Como ponto forte da sua intervenção sobre determinantes sociais da saúde mental, na conferência da Global Mental Health Platform, Marmot introduziu a ideia de universalismo proporcional. Isto é, nenhum grupo deve ser deixado de lado, mas os diferentes grupos devem ser tratados de forma proporcional. Num contexto de recursos escassos, isto significa que por pouco que se faça nuns grupos, haverá recursos que são desviados de outros.
A noção de universalismo proporcional precisa no entanto de receber maior definição. Por exemplo, definir grupos prioritários de acção e não incluir outros é na verdade uma forma de proporcionalidade. Se se definir que todos os elementos da sociedade são em princípio abrangidos (universalidade na cobertura) mas que apenas alguns serão explicitamente considerados para intervenção tem-se proporcionalidade, que é diferente de dizer que todos os grupos têm que receber atenção estritamente positiva do sistema de saúde.
Embora o argumento formal de Marmot tenha sido as desigualdades, e usa a noção de proporcional para afirmar que os mais desfavorecidos devem receber proporcionalmente mais, durante a apresentação apresentou outro argumento, de natureza completamente diferente: um sistema de saúde montado a pensar apenas num grupo de pessoas, nomeadamente nas de menores condições económicas na sociedade, será um sistema de baixa qualidade, e para assegurar que se tem um sistema de elevada qualidade então tem-se que incluir todos com atenção estritamente positiva. Não utilizou estas palavras, foi mais rápido, algo que numa minha proposta de resumo numa frase seria: um sistema de saúde para pobres será um pobre sistema de saúde. Por detrás desta afirmação está num entanto presente uma concepção sobre a forma como os sistemas de saúde (ou suas partes) são construídas, e que não sendo trazida para a discussão não se pode avaliar se é uma visão correcta ou não, ou se está sequer baseada em qualquer tipo de evidência (o que faz com que tenha um tratamento diferente das questões associadas com desigualdades, onde se tem feito muito trabalho empírico).
A própria noção de universalismo proporcional precisa de receber mais conteúdo em termos do seu alinhamento com as preferências da sociedade sobre intervenção em saúde.
Coloquei a votação duas propostas de intervenção, precisamente para ver se existe, ainda que informalmente e com pequenos números, numa amostra de conveniência e provavelmente enviezada e não representativa (todas as ressalvas de que não é um trabalho científico, apenas uma exploração), alguma tendência clara nas escolhas. As mesmas questões foram colocadas à audiência da conferência, que teve a possibilidade de votar online durante cerca de 45 minutos.

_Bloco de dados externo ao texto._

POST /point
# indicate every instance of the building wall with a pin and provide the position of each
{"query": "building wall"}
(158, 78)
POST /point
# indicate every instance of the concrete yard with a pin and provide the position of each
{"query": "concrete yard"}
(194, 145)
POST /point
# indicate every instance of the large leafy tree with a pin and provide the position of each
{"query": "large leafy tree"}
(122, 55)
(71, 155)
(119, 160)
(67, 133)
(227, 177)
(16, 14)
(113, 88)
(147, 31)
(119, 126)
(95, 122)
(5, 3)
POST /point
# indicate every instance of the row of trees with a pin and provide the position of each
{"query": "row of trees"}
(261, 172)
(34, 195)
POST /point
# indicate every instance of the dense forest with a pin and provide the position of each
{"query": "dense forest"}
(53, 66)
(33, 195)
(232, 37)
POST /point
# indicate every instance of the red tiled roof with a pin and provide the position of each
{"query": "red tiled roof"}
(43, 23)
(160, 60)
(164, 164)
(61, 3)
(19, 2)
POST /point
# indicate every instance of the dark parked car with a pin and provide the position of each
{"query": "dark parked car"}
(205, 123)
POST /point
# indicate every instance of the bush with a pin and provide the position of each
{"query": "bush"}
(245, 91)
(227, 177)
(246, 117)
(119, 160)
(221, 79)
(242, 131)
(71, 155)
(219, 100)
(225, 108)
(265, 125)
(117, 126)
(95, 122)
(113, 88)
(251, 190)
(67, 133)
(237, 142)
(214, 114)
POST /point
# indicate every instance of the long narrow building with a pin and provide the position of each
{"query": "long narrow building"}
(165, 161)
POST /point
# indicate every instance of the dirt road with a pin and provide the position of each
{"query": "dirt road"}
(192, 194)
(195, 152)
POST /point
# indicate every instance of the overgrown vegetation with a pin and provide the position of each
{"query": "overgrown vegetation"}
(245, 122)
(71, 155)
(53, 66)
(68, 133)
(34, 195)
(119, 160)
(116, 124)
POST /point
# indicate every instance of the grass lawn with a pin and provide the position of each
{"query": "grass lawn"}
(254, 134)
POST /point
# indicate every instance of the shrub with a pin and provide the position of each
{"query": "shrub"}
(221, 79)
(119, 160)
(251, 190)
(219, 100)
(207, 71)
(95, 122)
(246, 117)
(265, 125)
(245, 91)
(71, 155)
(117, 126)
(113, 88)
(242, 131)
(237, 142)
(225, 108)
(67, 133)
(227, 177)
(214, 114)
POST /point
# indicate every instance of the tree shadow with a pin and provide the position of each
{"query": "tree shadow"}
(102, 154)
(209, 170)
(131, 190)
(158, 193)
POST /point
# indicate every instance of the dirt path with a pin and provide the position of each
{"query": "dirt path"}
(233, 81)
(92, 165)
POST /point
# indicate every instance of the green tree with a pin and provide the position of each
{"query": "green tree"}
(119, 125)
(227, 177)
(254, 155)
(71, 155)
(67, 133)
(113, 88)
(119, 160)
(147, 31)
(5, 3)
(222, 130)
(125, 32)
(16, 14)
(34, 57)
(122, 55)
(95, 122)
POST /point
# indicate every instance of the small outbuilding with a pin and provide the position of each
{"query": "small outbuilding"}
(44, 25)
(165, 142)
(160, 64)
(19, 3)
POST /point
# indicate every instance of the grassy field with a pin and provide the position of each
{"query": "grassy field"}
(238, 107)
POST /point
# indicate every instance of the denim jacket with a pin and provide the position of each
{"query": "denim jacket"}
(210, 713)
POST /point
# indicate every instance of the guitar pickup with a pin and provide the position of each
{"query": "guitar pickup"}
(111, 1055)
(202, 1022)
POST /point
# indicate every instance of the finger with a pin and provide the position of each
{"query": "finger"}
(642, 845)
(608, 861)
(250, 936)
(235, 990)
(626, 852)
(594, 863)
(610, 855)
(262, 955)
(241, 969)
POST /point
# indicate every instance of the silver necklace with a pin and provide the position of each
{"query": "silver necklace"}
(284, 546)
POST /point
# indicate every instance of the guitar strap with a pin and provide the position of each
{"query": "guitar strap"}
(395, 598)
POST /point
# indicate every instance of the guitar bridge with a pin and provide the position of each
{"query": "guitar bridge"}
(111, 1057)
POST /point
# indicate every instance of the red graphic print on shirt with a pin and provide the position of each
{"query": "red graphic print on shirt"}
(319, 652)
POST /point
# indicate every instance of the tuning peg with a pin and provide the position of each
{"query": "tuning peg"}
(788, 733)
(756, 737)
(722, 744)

Há duas intervenções de política de saúde disponíveis, que utilizam exactamente os mesmos recursos. Uma das opções tem que ser escolhida. Os resultados de cada uma das intervenções, medidas num score de saúde mental na escala 0 a 100 são os apresentados nos dois quadros seguintes. A primeira linha apresenta a situação de partida (igual em ambas as opções). A segunda linha contém os benefícios de cada opção.
Opção A | Opção B | |||||
---|---|---|---|---|---|---|
Pobres | Ricos | Pobres | Ricos | |||
Antes | 30 | 80 | Antes | 30 | 80 | |
Depois | 50 | 90 | Depois | 60 | 80 |
Embora não tenho aqui feito uma separação entre as escolhas realizadas pelas pessoas que assistiram à conferência de M Marmot e as que responderam depois ao desafio do post neste blog, os resultados são essencialmente os mesmos: uma divisão das pessoas entre as duas alternativas, que não são aliás muito diferentes (propositadamente). A alternativa A aproxima-se da ideia de universalismo proporcional com todos os grupos a receberem atenção estritamente positiva, enquanto a opção B tem apenas intervenção num dos grupos. As diferenças entre as duas opções estão em A ter menor beneficio para um grupo e maior noutro grupo, pois em B a intervenção é direccionada apenas para um dos grupos.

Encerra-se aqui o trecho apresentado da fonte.